In this week’s mind-numbing adventure, coorie doon under the covers as we report how … The Curse of Rab strikes again.
Yup, I’m afraid that I make yon Tutankhamen look like an amateur when it comes to spreading ill-luck among the lieges, both human and non-human. Pour yourself a pint of sherry as I tell the tale of how I brought about the death of a tree.
If you’re familiar with my oeuvre, you’ll know that I have five or six favourite trees on and around the suburban hill wherein I am wont to wander. Possibly the most aesthetically pleasing of these stands half-way up a slope. I always stop to admire it.

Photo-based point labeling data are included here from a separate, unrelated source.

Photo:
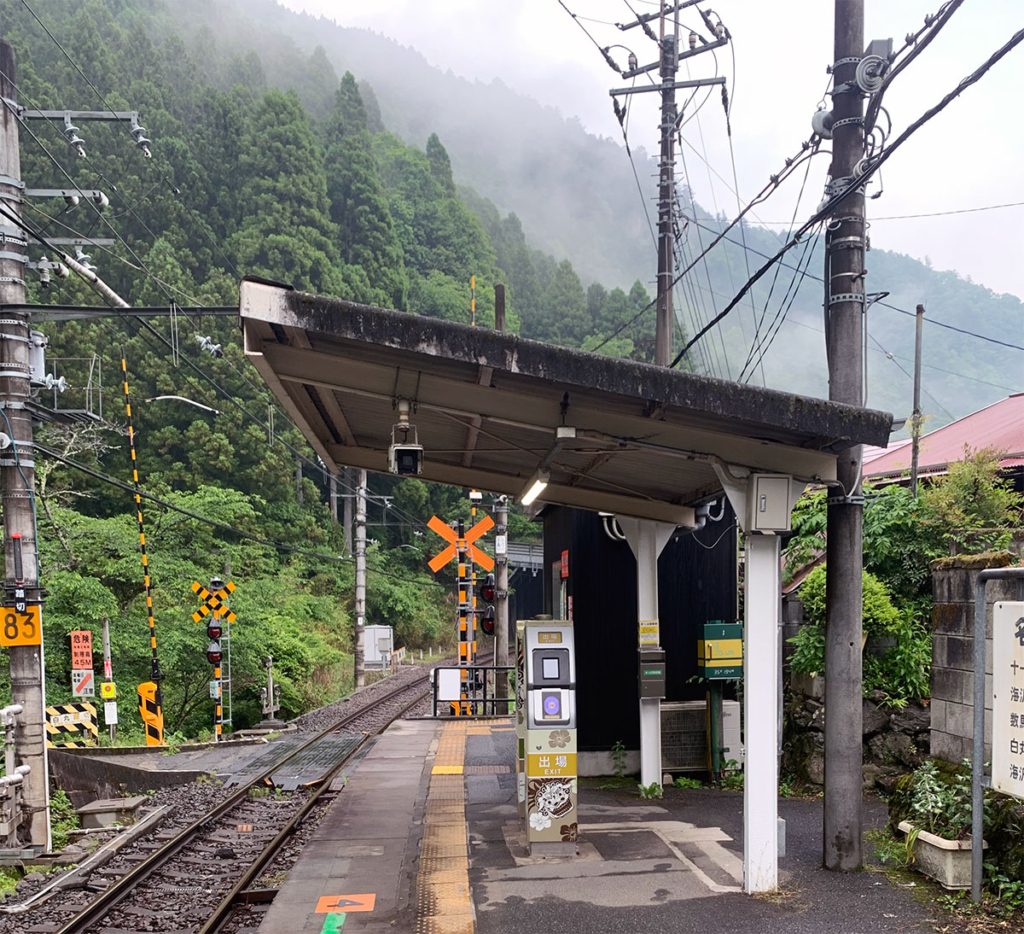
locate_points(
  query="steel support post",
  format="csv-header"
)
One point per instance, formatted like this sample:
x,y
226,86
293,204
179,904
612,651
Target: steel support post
x,y
761,676
17,472
647,538
360,579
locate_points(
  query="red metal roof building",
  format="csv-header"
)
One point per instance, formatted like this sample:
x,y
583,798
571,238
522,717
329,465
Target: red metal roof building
x,y
999,426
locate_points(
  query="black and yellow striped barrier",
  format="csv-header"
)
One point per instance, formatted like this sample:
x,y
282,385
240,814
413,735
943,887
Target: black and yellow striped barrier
x,y
72,724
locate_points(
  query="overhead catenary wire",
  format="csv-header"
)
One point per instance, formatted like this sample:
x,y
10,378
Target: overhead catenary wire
x,y
216,523
930,320
837,200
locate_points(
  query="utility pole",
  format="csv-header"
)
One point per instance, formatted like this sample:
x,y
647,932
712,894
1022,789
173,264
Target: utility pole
x,y
915,421
360,579
668,65
845,255
502,596
17,474
347,511
666,196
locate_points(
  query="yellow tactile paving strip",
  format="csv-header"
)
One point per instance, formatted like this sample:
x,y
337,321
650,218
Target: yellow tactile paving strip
x,y
443,904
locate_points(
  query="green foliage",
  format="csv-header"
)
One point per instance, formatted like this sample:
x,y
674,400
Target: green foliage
x,y
619,759
62,818
974,507
652,791
358,206
732,776
9,878
889,850
936,798
902,673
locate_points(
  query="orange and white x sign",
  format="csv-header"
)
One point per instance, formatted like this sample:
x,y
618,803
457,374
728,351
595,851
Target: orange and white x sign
x,y
452,537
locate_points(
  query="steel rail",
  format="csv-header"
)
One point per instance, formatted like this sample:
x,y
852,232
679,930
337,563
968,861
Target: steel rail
x,y
231,899
107,900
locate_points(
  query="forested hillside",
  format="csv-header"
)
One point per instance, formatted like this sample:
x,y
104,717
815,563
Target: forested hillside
x,y
334,160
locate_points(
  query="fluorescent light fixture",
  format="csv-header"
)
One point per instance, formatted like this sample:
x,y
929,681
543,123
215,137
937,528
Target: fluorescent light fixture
x,y
537,484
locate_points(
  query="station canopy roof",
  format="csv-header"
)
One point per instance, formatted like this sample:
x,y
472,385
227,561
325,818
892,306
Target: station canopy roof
x,y
493,410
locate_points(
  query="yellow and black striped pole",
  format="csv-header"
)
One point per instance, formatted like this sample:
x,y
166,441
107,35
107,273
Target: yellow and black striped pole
x,y
151,702
463,708
218,717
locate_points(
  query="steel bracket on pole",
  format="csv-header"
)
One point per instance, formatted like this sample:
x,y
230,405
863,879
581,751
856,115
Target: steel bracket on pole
x,y
841,297
856,500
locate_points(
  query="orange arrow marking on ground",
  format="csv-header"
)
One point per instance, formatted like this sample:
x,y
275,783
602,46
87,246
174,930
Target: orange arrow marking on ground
x,y
450,536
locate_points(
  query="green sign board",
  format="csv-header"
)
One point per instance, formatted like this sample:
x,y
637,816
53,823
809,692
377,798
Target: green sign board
x,y
720,652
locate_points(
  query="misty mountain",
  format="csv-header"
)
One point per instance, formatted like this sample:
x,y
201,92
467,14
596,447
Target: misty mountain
x,y
573,197
577,199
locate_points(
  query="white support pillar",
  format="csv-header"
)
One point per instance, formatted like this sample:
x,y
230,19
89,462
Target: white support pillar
x,y
761,676
761,672
647,538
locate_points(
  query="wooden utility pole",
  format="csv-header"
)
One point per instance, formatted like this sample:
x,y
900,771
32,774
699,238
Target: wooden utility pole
x,y
17,474
358,649
845,251
666,196
915,421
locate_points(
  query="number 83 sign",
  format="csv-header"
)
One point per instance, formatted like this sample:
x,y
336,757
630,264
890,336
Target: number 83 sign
x,y
22,627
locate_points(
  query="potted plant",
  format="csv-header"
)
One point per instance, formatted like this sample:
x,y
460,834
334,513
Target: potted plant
x,y
938,832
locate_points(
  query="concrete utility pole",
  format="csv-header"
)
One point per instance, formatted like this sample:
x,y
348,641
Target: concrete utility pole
x,y
666,197
502,596
17,474
360,579
845,250
915,421
347,510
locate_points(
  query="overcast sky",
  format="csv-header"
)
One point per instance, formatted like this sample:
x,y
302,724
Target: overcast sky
x,y
968,157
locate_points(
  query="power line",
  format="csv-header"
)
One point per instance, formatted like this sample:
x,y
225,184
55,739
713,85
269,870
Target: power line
x,y
1012,204
221,526
928,320
876,165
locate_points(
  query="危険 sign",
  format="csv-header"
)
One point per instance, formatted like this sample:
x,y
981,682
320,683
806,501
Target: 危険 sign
x,y
81,649
1008,698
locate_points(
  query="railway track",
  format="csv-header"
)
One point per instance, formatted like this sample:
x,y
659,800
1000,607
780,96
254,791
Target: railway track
x,y
195,879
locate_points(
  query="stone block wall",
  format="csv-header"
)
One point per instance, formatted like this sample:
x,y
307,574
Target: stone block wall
x,y
952,651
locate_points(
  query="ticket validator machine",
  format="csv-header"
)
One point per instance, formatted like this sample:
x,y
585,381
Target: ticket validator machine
x,y
547,732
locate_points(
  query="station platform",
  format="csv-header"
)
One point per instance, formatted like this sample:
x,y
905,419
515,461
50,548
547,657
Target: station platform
x,y
425,838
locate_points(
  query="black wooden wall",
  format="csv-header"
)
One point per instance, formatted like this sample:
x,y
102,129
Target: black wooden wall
x,y
695,584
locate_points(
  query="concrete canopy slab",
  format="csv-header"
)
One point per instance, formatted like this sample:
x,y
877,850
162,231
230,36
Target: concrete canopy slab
x,y
487,407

The other day I did just that. It was a day in what is termed an Indian summer. That is to say, clement weather in autumn, which is what we have had for the past few years, while the actual summers have been grey and dreadful. Never mind Indian summer, it is my contention that we should rename the seasons in Scotland: autumn, winter, spring and rubbish.
Back to the hill: a gentle breeze ruffled the leaves of the beautiful arboreal creature before me, as I stood communing mentally with the beastie in something like the Vulcan mind-meld out of Star Trek, ken?
As usual, however, my mind drifted and I started worrying about my future, and wondered what was to become of me. Then I brought myself back to the pleasant green reality of the hill, apologised to the tree, and reassured it: “Still, at least you will be here. You are safe and have a good future ahead of you.”
Somewhere in the distance, a solitary bell tolled and a wolf howled at the heavens. A few days later, I was back waddling among the Arcadian acres and stopped as usual to admire the tree.
To my horror, someone had painted the rubric “X7” on its trunk in bright orange paint. This was troubling. Surely, the powers that be hadn’t earmarked my bonny tree for destruction? Surely, this was just a temporary identification marker or graffiti sprayed by bucolic neds?
On getting home, I emailed a query to the ranger service, and was horrified to be told in return that the tree was indeed marked for destruction. It had Dutch Elm Disease, for which there is no cure and which cannot be allowed to spread. I was told that all the places that had taken no such measures now had no elms at all.
Aghast. That’s what I was. I hadn’t even known the tree was an elm. Despite having shelves of books on how to identify a tree, I cannot get any of it into ma heid.
But into ma heid now came the awful thought: I tell the tree it has a fine, safe future and, within days, it is earmarked for destruction. I tell you, the Government should employ me in some military capacity, wishing the enemy well, which is bound to lead to its destruction.
I do not know how I can ever look that tree in the bole again. I may have to take an alternative route on my rambles, wearing a hood and keeping my eyes downcast – lest the Curse of Rab strikes again.